So here is a classic database design quandary. Lets say you are developing a service with accounts and each account has a set of parameters associated with it- have they bought the service, how much storage do they have, how many user licenses, etc.
Now, the set of things you want to store is going change over time for sure. So option 1 is to design a completely flexible system for storing key-value pairs-
CREATE TABLE [AcctParams1] (
[AcctId] [int] NOT NULL PRIMARY KEY,
[Key] [nvarchar] (16) NOT NULL,
[Value] [int] NOT NULL
)
CREATE UNIQUE CLUSTERED INDEX [AcctParamsIdx] ON [AcctParams1] ([AcctId], [Key])
A couple of notes before I move on. First of all its very important to create the clustered index on AcctId. You want to make sure that all the rows for the given account are grouped together on disk. If not, when the database goes to load just one account it might have to do IOs all over the place just to get the scattered AcctParam values.
As I said above, this approach is completely flexible, ideally involving no database schema changes ever. But the storage is somewhat less efficient and you are going to have to do multiple queries to retrieve everything you need about an account (one for the account itself, another for params).
The other way to do it is to just build out a table of the explicit columns for these parameters in classic database way-
CREATE TABLE [AcctParams2] (
[AcctId] [int] NOT NULL IDENTITY,
[Purchase] [int] NOT NULL,
[UserLimit] [int] NOT NULL,
[StorageLimit] [int] NOT NULL
)
With this approach you need to change the database schema every time you want to add some new param. However I think sometimes people get too freaked out by database schema changes (often because of too painful “upgrades” in the past). For example if you just needed to do this-
ALTER TABLE [AcctParams2] ADD [TransferLimit] [int] NOT NULL DEFAULT 5
On modern databases this kind of thing tends to execute pretty quickly but most importantly if your code is written carefully you can run this on your SQL box while your service is still online without having to simultaneously update the code of the service. I did some examples and create the above table and put a million rows of random data in it (which took 229 seconds on my test box). The above ALTER TABLE took 7 seconds to execute.
Guess what? We can do much better. Try this one-
ALTER TABLE [AcctParams2] ADD [TransferLimit] [int] NULL
By making it a NULL column it took… 0 seconds to execute. And again, if your app is built the right way, existing code will continue to work unchanged. So you can use a database schema that really defines the parameter names and types (in effect, SQL is handling the key-value stuff for you), but still has minimal upgrade impact on the uptime of your service.

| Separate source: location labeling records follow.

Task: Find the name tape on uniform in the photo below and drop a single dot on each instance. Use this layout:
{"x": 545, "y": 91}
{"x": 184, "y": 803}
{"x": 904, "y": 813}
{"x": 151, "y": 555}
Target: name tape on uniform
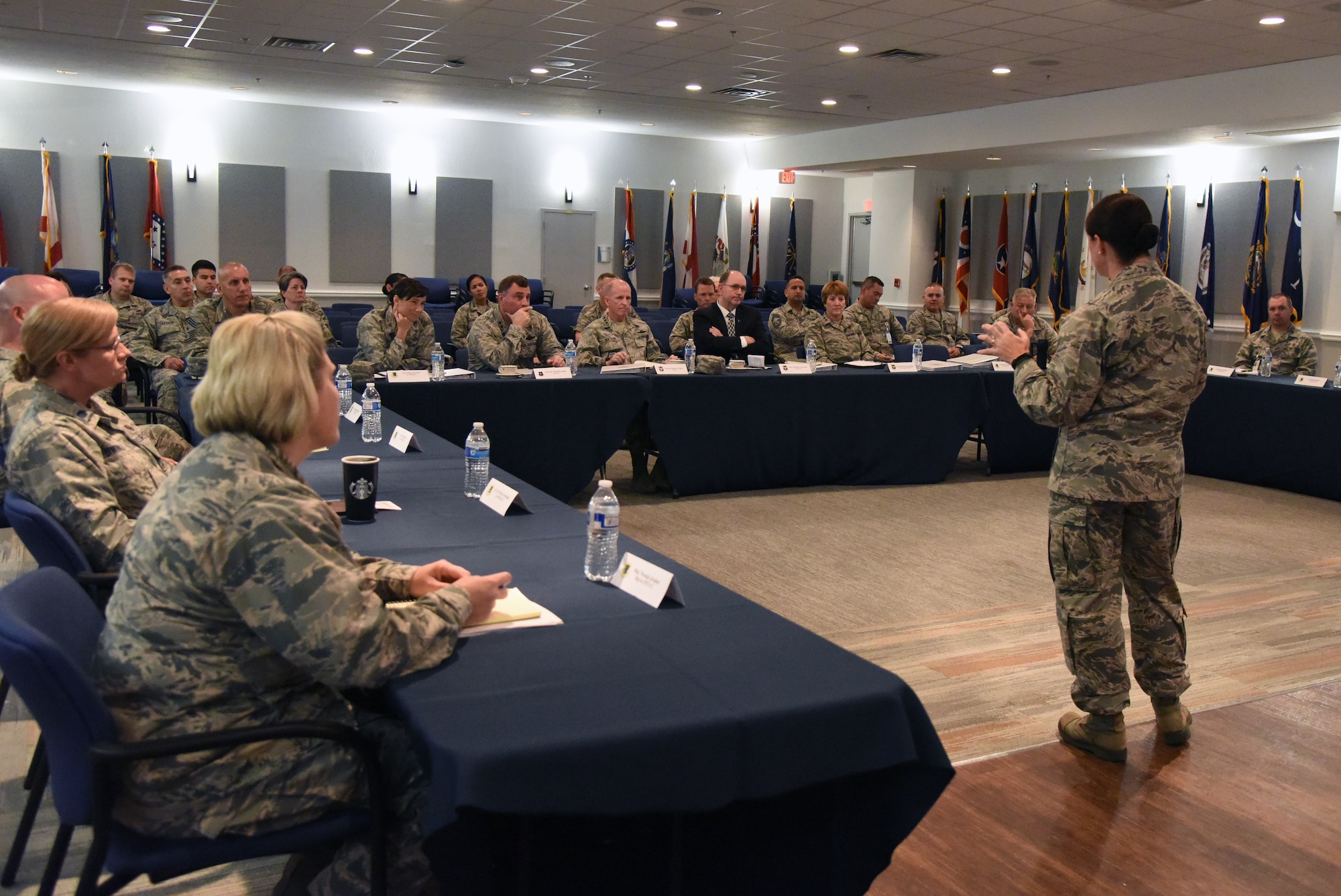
{"x": 647, "y": 581}
{"x": 504, "y": 499}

A third approach is to have something like-
CREATE TABLE [AcctParams3] (
[AcctId] [int] NOT NULL IDENTITY,
[Params] [text] NOT NULL,
)
And stuff XML in the text column. Again, lots of flexibility, but you need to deal with all the XML parsing and it tends to be difficult to get the database to help you with any queries or analysis of that data. I’ve also seen multiple efforts that went down this path and the XML parsers ended up inflexible enough that they actually introduced tons of inflexibility and upgrade hassle. If you need to touch every row to upgrade the XML on this approach you just made yourself a huge problem.
One last note that applies to either approach 2 or 3- you can combine these params in the base [Account] table. Whether you want to do this or not depends on the access patterns. If 90%+ of the time when you want to access one, you want to access the other (IE, you are always writing SELECT * from [Account] join [AcctParams] on [Account].[AcctId] = [AcctParams].[AcctId] ), you might as well combine them so that its always just one I/O. On the other hand if you often want just one or the other AND they start to get large (lots of values, especially to the point where it gets close to the page size), it can make sense to split them out.
As will all optimization, there are no hard and fast rules- just guidelines and good places to test alternatives.